Where have I been? I don't know. Wandering around in a strange strange place.
My intention was to come here and post the new plans Brent gave me last week. But obviously, I never did. I havent been able to get my mind back where it needs to be. Ive just been floating through life the past 2 weeks, doing nothing, eating crap, existing. Not living.
It blew up in my face yesterday when Brent found me eating something I wasnt supposed to be. After he spent his own time putting together a new workout schedule and menu plan. He wasn't very pleased. He was pretty angry. A lot more angry then he let me know.
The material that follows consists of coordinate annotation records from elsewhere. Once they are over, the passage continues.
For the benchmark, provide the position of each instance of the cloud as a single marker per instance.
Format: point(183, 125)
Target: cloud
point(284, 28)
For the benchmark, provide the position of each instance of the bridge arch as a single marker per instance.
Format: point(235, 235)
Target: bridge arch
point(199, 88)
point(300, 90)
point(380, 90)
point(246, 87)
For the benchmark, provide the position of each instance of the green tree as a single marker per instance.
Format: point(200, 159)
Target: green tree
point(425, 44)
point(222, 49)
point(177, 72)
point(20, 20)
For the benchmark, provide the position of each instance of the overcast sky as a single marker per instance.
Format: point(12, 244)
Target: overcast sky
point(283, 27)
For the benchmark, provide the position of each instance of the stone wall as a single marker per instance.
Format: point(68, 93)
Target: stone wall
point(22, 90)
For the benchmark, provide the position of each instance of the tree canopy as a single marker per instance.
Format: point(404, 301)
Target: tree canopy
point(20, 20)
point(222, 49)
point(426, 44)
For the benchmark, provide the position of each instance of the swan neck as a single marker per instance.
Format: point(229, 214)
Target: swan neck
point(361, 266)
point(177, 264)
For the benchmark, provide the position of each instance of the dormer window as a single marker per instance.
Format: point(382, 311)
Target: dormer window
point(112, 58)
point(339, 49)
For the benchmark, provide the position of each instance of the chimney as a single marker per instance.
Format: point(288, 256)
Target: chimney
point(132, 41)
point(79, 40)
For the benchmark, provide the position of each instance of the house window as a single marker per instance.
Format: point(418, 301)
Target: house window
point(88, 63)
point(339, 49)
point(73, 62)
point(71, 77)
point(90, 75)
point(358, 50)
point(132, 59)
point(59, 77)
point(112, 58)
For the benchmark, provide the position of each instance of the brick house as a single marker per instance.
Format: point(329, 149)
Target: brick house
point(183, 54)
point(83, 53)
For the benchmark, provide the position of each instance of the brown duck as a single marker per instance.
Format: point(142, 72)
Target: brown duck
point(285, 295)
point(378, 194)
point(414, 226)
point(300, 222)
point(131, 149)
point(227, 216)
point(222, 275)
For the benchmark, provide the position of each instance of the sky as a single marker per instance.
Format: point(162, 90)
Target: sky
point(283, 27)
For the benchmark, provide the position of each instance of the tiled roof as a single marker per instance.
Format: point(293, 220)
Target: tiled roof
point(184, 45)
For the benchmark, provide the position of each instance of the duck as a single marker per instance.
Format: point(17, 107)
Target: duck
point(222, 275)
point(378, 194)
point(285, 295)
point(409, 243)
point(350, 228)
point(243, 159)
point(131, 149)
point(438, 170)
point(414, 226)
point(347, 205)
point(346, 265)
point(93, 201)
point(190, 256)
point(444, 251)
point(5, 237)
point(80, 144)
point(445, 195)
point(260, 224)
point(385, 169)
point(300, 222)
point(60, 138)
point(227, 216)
I had to find out from other people that he was on the rampage last night. Luckily he cooled down, and was nice to me this morning. He asked if I want to do this or not, and of course I do. But then why am I not doing the things Im supposed to be doing? I dont know. If I did, I wouldn't weight 357 lbs.
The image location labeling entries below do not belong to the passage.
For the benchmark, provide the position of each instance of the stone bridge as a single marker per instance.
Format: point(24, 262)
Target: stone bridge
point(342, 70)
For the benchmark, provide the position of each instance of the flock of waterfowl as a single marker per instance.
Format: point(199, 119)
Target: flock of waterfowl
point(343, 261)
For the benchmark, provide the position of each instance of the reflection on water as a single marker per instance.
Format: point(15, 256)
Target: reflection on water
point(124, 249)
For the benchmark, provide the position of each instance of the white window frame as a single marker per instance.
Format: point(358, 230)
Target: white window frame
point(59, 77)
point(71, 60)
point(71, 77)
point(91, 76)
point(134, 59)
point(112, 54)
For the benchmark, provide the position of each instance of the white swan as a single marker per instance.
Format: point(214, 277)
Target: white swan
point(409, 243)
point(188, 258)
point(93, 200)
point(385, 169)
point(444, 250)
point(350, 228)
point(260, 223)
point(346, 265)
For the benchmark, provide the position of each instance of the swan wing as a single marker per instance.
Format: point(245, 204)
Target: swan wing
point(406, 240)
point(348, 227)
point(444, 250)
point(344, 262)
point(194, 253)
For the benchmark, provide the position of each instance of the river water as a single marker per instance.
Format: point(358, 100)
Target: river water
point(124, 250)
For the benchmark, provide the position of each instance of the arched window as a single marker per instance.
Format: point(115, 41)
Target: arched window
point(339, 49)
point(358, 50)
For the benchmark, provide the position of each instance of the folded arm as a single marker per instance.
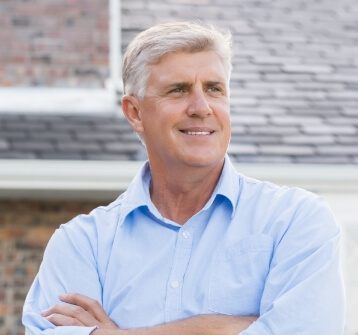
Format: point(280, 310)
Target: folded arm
point(83, 311)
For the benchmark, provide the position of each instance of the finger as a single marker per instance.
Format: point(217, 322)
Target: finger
point(73, 312)
point(88, 304)
point(63, 320)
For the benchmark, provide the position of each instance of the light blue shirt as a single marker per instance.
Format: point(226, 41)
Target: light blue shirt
point(254, 249)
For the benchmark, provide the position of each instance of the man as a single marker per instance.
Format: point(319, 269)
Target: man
point(192, 247)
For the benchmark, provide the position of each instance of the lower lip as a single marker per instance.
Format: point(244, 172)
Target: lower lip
point(197, 137)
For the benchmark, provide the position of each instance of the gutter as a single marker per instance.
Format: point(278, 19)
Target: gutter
point(105, 180)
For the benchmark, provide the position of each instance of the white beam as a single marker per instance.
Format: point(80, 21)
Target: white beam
point(106, 179)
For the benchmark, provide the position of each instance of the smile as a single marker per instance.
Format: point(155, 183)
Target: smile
point(198, 133)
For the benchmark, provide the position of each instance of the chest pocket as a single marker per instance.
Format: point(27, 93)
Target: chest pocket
point(238, 276)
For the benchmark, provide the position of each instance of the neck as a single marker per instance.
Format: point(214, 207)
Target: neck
point(179, 195)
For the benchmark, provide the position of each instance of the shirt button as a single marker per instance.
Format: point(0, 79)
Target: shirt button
point(186, 234)
point(174, 284)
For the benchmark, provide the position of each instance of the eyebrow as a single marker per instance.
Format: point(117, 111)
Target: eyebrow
point(188, 85)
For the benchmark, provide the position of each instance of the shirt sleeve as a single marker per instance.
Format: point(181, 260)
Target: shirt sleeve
point(69, 266)
point(303, 293)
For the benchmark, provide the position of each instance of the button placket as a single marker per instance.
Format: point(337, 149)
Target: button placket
point(180, 263)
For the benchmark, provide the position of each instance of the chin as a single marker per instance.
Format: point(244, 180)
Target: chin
point(203, 161)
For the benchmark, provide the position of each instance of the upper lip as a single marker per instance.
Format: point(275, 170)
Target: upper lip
point(197, 129)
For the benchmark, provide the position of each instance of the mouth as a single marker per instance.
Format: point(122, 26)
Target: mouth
point(197, 132)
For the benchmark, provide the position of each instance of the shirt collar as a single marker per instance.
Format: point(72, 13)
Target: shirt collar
point(228, 185)
point(137, 194)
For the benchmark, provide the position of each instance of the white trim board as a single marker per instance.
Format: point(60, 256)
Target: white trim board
point(106, 179)
point(58, 100)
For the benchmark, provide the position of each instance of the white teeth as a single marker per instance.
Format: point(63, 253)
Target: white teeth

I dont know why I eat crap. I dont know why I am a lazy piece of shit who lays around for days on end. I dont know.
Brent has been nothing but good to me all this time. Investing his own time and money to help me. To save me. The things I need to do are really pretty simple on paper. Getting my brain to cooperate is something different.
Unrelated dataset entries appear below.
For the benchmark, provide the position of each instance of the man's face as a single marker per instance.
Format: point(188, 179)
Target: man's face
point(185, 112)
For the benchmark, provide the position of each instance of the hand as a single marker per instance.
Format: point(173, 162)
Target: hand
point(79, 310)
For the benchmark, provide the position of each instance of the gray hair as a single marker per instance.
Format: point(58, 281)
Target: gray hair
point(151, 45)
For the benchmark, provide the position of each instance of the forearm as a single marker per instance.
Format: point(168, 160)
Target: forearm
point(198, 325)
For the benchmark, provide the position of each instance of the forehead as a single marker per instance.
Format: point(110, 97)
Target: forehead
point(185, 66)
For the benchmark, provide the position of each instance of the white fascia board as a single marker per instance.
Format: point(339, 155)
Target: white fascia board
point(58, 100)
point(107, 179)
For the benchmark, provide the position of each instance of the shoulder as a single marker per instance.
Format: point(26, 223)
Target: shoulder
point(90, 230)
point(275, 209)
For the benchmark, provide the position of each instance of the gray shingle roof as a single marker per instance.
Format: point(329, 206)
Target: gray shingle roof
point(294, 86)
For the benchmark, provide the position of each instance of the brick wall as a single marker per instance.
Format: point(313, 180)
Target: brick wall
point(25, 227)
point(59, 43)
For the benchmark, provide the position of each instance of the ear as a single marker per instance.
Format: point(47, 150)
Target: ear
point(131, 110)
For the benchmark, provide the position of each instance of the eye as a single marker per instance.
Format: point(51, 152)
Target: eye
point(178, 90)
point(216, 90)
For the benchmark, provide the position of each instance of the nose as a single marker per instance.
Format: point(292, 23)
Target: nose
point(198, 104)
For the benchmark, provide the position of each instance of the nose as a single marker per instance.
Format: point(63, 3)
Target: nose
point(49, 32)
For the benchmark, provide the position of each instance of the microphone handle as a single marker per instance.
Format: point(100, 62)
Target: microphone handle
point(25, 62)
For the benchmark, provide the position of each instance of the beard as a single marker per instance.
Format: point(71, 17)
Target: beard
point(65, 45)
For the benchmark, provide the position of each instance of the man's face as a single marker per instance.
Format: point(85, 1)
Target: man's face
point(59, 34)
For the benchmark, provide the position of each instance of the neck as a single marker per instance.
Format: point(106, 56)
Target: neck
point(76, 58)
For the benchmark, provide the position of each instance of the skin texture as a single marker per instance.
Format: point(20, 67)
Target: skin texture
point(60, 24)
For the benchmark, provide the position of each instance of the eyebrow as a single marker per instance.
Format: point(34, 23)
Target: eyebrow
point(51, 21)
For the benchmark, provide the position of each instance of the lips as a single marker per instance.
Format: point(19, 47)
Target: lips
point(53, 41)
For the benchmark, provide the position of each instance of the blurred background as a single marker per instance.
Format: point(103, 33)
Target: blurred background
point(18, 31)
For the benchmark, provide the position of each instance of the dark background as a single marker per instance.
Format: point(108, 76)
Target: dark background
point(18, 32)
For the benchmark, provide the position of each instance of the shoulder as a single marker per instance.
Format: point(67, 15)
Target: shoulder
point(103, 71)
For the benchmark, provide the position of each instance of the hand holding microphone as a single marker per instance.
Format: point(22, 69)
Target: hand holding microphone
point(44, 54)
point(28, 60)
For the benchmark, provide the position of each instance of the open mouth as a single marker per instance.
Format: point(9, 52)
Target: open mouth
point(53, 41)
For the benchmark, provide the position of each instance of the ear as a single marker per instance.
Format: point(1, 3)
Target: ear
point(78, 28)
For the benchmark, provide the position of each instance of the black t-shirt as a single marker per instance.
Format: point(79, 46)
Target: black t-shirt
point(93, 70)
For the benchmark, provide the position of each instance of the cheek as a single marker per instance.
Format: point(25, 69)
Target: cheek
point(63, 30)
If I want to do this, I have to start doing this. All the way. 100 percent. For the most part, I do that. But there are a lot of times when I don't. A cookie here, extra snack there. It adds up apparently.
I was pretty sad this morning. My feelings are hurt that his feelings are hurt.
I called today Day 1, because that is what I'm making it. A new beginning in time. Yesterday does not matter. I need to make the most of today.